Then he twined his fingers with hers, supporting himself on his elbows and holding her hands to the rug.

And he began to move.

How could I have forgotten this?

Celia fought tears, overcome by the wonder of the feelings that flared, new and familiar at the same time, as he established a strong, steady rhythm, advancing and retreating, building another small fire inside her that quickly threatened to explode as his rhythm disintegrated into a frantic maelstrom of movement. He pounded into her, their slick, wet bodies making a satisfying slap with each surge, his breathing hoarse gasps in her ear, his heart thundering against hers.
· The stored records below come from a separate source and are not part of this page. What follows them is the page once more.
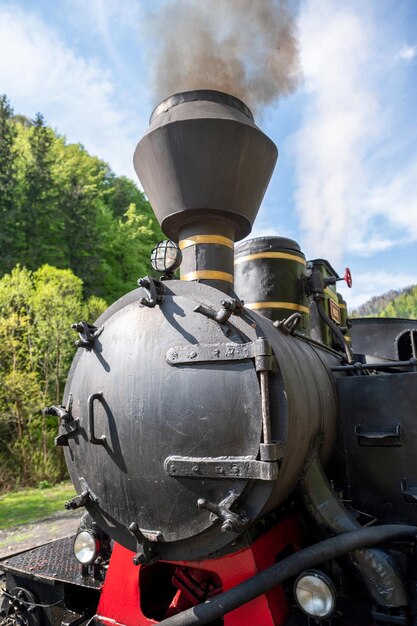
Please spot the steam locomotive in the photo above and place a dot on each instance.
(245, 453)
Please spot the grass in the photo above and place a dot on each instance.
(31, 505)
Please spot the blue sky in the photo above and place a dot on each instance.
(345, 186)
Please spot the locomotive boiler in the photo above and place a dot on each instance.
(244, 453)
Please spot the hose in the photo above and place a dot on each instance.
(291, 566)
(379, 571)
She could feel herself gathering into a taut knot of need, writhing beneath him as she wrapped her legs around his waist. He touched every part of her with each stroke and as the pace increased, she began to moan again, then to cry out until finally she reached her peak a second time and her body bucked wildly in his arms. Her release triggered his, and with a rough groan of pleasure, Reese finally shuddered and arched against her, his strength shoving her hard against the rug until he slowly relaxed, slumping over her heavily.
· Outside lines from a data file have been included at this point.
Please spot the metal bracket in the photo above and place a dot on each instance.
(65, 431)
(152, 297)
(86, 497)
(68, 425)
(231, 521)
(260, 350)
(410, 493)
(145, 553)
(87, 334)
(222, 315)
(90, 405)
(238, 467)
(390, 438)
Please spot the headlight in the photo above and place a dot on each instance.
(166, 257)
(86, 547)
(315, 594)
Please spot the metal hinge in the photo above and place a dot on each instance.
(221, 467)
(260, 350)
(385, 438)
After a long moment, he heaved himself onto his elbows again, then dropped his head and sought her lips for a gentle kiss. “No wonder I couldn’t forget you,” he said. “This was meant to be.”

Then he rolled to one side and gathered her into his arms, her back to his front, spoon fashion.

She was lying there, trying to decide how to respond to his statement, when she realized that he was fast asleep.

She lay there for a while, listening to the wind howl around the cottage, feeling safe and secure and happier than she’d been in a long, long time.

This was meant to be.

Was he right? Could it be that easy?

 

He whistled all the way back down to the marina the next morning. Even the sight of the mess the hurricane had left couldn’t dampen his mood. At the last minute the full brunt of the storm had moved off to the east, out to sea, and though the Cape had taken a beating, there didn’t appear to be widespread destruction, just a whole lot of annoying junk to clean up.

He’d promised to help Celia with marina repairs—

Celia. He could almost feel his chest swell like a cartoon character guzzling spinach. She made him feel as if he were ten times the man he’d been before he’d found her again.

And he’d better quit mooning around and get busy or he’d never get anything done.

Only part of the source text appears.